來匯報的三位同時抵達簡府,王富貴領著他們縱隊穿越簡府的過道和樓梯,由於沒有人通知他們二舅老爺登門的事,顯然包括林育政在內的這三位對家中憑空多出來的女人和孩子大為震驚。會計老陳戴著一副深度近視眼鏡,厚厚的眼鏡片底下,一雙小眼睛被家裡的陣仗嚇得遁了形,「精英」先生也被二舅老爺的孩子們吵得頭都要裂開了,喉頭幾度滾動。倒是林育政,平時人前最八面玲瓏待人和氣的他卻是冷著一張臉,向打他面前經過的女人和孩子瘋狂射出惡毒的視線,嚇得那些人不敢言語——原本有一兩個婦人衝著他英俊的模樣還想和他搭話來的。
阿甲停下手裡的活,也想湊過來向林育政打個招呼,哪怕只是視線上的交流,照樣被林育政的冷漠鎧甲擋在了外層空氣中。

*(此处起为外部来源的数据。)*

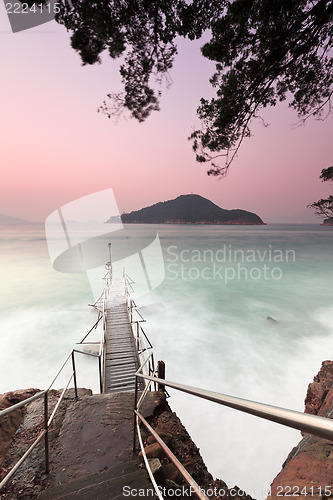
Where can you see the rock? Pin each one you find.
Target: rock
(157, 470)
(172, 473)
(309, 466)
(153, 450)
(319, 390)
(10, 422)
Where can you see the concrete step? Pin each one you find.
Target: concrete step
(104, 485)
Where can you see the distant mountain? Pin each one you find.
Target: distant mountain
(6, 220)
(188, 209)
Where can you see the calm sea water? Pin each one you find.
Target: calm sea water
(206, 317)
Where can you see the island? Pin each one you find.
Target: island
(188, 209)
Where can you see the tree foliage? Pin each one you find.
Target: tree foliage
(324, 207)
(265, 51)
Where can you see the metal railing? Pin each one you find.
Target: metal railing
(47, 420)
(100, 306)
(311, 424)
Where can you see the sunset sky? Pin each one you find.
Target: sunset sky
(55, 147)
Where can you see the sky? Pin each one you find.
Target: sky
(56, 148)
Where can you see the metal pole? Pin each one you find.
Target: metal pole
(46, 437)
(75, 383)
(135, 408)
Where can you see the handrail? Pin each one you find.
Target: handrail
(311, 424)
(21, 404)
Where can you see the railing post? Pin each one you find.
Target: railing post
(135, 407)
(161, 374)
(74, 370)
(46, 438)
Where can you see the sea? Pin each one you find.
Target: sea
(245, 311)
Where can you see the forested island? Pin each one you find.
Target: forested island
(188, 209)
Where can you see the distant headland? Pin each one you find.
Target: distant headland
(188, 209)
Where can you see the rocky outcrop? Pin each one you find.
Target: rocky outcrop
(169, 427)
(308, 469)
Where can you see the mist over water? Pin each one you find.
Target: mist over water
(207, 321)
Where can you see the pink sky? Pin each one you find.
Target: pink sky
(55, 147)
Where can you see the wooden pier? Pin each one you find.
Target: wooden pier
(121, 353)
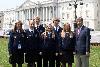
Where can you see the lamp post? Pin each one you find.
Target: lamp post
(75, 7)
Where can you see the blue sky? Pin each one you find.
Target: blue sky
(7, 4)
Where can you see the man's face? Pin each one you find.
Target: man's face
(31, 24)
(37, 20)
(56, 23)
(79, 22)
(19, 26)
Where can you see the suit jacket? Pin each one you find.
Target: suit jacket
(68, 43)
(39, 39)
(15, 40)
(49, 43)
(31, 40)
(82, 40)
(58, 38)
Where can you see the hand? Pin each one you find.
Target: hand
(60, 53)
(74, 53)
(87, 54)
(63, 34)
(56, 54)
(40, 53)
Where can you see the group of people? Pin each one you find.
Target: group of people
(51, 46)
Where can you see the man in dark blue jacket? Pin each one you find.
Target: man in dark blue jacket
(57, 30)
(40, 29)
(31, 45)
(82, 46)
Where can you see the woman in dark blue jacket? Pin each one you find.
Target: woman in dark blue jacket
(16, 45)
(67, 46)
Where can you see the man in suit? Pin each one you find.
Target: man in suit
(39, 41)
(82, 47)
(31, 46)
(57, 31)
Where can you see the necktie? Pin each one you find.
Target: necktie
(78, 31)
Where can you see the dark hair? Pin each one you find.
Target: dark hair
(69, 27)
(15, 27)
(80, 18)
(56, 19)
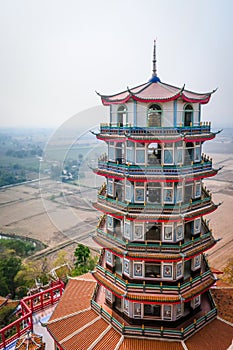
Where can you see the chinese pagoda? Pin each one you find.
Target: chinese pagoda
(153, 278)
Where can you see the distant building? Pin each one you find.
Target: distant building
(152, 278)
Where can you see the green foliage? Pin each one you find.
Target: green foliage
(10, 264)
(11, 253)
(21, 248)
(6, 315)
(84, 262)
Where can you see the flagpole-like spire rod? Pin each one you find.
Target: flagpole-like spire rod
(154, 60)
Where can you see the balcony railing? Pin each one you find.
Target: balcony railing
(158, 247)
(159, 170)
(162, 332)
(161, 288)
(153, 131)
(160, 208)
(29, 305)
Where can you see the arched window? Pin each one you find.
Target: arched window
(188, 115)
(122, 116)
(154, 115)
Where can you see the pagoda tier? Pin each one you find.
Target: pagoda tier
(123, 133)
(153, 270)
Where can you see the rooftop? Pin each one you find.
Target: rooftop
(156, 91)
(74, 325)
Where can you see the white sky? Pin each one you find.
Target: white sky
(55, 54)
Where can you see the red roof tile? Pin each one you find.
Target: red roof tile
(76, 297)
(217, 335)
(146, 344)
(75, 326)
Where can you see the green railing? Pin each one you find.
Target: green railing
(155, 331)
(153, 131)
(175, 208)
(159, 246)
(124, 169)
(151, 287)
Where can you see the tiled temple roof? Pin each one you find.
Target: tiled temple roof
(74, 325)
(156, 92)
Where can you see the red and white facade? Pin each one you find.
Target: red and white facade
(152, 271)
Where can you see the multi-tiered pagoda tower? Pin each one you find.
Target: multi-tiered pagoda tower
(153, 277)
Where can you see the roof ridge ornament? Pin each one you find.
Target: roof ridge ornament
(154, 71)
(154, 78)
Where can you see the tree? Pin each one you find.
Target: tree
(84, 262)
(61, 258)
(228, 272)
(10, 264)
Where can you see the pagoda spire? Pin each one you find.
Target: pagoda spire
(154, 78)
(154, 71)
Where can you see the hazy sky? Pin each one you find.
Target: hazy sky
(55, 54)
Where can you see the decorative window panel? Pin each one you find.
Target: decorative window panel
(110, 187)
(110, 223)
(137, 310)
(168, 233)
(128, 191)
(167, 312)
(179, 270)
(140, 156)
(197, 189)
(197, 153)
(196, 226)
(179, 193)
(168, 193)
(138, 232)
(179, 232)
(178, 310)
(108, 295)
(127, 230)
(167, 270)
(111, 151)
(137, 269)
(153, 192)
(130, 152)
(196, 301)
(109, 257)
(196, 262)
(126, 306)
(139, 192)
(168, 156)
(179, 156)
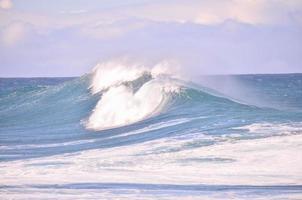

簡夫人在書房裡見到了來匯報的三個人,她從書桌後起身,微微點頭請大家坐下來,之所以少言寡語,一方面是害怕露怯叫人看不起,另一方面她想裝得無事發生,好像她為什麼會取代簡旌坐在這裡是一件不需要解釋的事一樣。
「唉喲,你們這是在做什麼?」
可還是難免有意料之外的人出現。
簡夫人定定地看著她的二哥走進來,已經坐進椅子的身子根本沒有要再度站起來以禮相待的意思。
「二哥,我們在開會。」
二舅老爺像蒼蠅一樣搓著手,表示到:「生意上的事嗎?小妹你一個婦道人家知道什麼是生意,你連帳都算不清楚,怎麼能沒個可靠的人在旁邊協助你呢?要不乾脆就讓我來幫這個忙吧,好歹我也經營過橡膠園,加上又是個男的,說起話來也方便些,不是嗎?」
簡夫人感到一陣脫力,她不想和這個哥哥多說一句,便直接示意王富貴從外面把書房門關上。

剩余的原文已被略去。